Canada remains party to the state-to-state arbitration provisions, now at USMCA Chapter 31. Under this Chapter, Canada, the U.S., or Mexico may bring a claim against one of the other USMCA parties on behalf of one of its investors, provided the claim falls under the scope of Chapter 31. The degree to which this state-to-state mechanism is employed will therefore be interesting to watch, particularly where a Canadian investor in the U.S. or Mexico, or a U.S. or Mexican investor in Canada, encounters governmental interference in violation of the treaty. Investor-state arbitration was intended to replace state-to-state dispute resolution, including to depoliticize investment disputes, as home states often did not have either the resources or inclination to assume such an advocacy role, and to provide meaningful protection to small and medium-sized businesses (whose cause a home state was even less likely to embrace).

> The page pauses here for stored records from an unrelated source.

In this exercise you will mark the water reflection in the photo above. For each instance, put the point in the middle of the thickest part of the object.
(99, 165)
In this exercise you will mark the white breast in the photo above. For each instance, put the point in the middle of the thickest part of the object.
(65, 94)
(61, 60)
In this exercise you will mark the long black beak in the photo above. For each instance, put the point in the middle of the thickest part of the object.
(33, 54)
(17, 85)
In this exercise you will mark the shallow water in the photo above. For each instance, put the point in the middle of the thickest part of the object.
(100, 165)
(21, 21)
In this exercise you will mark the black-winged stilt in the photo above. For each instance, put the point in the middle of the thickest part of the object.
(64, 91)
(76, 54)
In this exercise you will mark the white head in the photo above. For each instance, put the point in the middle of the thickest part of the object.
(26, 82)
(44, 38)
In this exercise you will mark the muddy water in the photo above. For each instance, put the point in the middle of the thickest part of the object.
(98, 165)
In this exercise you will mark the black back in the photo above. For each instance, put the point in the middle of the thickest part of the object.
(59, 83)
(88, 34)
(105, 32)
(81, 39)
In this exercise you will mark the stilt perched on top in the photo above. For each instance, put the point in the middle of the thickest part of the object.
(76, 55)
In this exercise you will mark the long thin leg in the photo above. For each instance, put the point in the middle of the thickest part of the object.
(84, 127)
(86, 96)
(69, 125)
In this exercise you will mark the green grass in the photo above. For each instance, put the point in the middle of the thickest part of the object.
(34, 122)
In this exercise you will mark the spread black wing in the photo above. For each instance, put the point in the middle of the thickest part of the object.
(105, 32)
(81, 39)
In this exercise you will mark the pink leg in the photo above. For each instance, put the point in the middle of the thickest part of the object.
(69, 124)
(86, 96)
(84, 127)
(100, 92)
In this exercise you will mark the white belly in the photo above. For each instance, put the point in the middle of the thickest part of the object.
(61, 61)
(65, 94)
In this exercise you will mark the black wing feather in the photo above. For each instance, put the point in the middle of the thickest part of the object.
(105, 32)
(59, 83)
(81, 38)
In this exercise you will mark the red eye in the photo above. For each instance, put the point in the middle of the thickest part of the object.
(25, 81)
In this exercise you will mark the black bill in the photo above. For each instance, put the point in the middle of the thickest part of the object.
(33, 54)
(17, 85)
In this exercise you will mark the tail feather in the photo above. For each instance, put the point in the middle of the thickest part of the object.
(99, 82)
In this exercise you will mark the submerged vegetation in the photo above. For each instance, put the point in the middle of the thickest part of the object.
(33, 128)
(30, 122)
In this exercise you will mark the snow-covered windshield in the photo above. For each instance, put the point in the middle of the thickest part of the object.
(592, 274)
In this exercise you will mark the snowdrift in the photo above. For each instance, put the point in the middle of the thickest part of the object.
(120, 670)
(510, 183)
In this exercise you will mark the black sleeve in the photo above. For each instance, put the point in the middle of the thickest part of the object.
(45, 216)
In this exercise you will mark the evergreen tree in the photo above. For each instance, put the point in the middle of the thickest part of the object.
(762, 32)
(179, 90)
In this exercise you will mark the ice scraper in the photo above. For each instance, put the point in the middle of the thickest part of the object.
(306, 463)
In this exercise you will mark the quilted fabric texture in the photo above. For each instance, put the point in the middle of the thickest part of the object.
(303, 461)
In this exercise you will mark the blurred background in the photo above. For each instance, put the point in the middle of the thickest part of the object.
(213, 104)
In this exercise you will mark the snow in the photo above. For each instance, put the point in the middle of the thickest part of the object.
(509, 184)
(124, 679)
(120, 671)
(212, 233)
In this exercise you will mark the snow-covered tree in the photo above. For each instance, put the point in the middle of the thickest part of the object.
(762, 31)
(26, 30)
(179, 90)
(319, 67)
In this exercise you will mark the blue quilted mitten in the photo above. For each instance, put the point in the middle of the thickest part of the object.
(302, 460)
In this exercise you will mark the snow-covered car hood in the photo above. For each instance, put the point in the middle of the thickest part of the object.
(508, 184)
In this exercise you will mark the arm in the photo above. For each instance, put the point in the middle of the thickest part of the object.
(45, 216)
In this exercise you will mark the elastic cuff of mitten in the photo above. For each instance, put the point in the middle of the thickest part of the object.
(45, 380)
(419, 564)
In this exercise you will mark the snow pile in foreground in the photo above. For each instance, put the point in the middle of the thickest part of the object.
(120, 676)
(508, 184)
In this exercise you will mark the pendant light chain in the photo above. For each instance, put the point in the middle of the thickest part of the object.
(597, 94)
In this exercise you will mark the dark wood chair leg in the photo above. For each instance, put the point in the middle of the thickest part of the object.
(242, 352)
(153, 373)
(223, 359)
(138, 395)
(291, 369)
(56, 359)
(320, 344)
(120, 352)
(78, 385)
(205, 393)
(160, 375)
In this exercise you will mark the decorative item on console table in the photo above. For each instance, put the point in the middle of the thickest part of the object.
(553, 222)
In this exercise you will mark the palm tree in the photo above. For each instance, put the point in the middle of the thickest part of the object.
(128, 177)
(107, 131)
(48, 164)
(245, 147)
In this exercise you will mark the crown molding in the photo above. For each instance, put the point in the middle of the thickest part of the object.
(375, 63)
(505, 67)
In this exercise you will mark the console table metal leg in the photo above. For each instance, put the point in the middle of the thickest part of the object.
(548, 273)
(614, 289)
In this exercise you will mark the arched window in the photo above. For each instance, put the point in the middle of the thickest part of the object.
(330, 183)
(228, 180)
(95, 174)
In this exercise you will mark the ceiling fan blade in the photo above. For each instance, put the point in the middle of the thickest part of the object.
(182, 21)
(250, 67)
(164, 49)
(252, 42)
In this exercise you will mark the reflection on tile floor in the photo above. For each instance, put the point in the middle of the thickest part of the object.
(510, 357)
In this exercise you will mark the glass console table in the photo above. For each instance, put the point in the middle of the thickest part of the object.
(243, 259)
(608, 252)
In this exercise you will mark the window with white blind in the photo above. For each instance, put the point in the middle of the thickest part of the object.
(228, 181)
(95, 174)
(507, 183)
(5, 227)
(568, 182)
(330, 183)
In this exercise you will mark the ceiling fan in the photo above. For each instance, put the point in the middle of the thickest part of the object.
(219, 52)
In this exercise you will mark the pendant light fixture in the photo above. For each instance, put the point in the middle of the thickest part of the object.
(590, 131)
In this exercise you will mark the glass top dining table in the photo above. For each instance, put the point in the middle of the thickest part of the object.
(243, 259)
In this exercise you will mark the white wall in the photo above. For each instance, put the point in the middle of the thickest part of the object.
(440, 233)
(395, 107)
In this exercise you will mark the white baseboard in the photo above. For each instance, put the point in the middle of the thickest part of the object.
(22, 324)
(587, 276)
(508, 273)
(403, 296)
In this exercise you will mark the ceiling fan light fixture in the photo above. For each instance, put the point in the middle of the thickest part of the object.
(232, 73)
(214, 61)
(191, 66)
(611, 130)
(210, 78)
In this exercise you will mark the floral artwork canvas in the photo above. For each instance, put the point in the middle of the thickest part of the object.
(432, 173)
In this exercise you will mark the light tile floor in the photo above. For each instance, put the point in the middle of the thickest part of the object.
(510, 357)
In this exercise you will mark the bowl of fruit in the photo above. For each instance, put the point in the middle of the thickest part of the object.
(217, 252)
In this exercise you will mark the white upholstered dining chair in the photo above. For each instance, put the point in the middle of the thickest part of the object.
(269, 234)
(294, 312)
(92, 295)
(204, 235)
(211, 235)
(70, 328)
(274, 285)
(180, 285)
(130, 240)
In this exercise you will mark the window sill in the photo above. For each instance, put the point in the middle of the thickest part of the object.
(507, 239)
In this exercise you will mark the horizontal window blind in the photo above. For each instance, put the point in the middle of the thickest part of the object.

Once the three-year period to bring claims under NAFTA Chapter 11 expires, the loss of investor-state arbitration rights is something that U.S. companies investing in Canada and Canadian companies investing in the U.S. will have to consider when implementing their investment strategy, including where the investment is in a highly-politicized sector of the economy. Investors dealing directly with a Canadian government, for example, may seek to protect themselves through more robust and customized governing law and dispute resolution clauses, which if properly drafted, can provide many of the same protections included in NAFTA Chapter 11. Alternatively, investors may consider structuring investments through subsidiaries in states with which Canada has investment treaties that still provide recourse to investor-state arbitration.

It will also be interesting to see whether Canada revisits its position in the future, and if so, whether Chapter 14 and its annexes (as currently drafted) are ever amended to allow Canada to become party to the investor-state arbitration provisions. At the very least, the text of the current draft USMCA does not appear to preclude this possibility.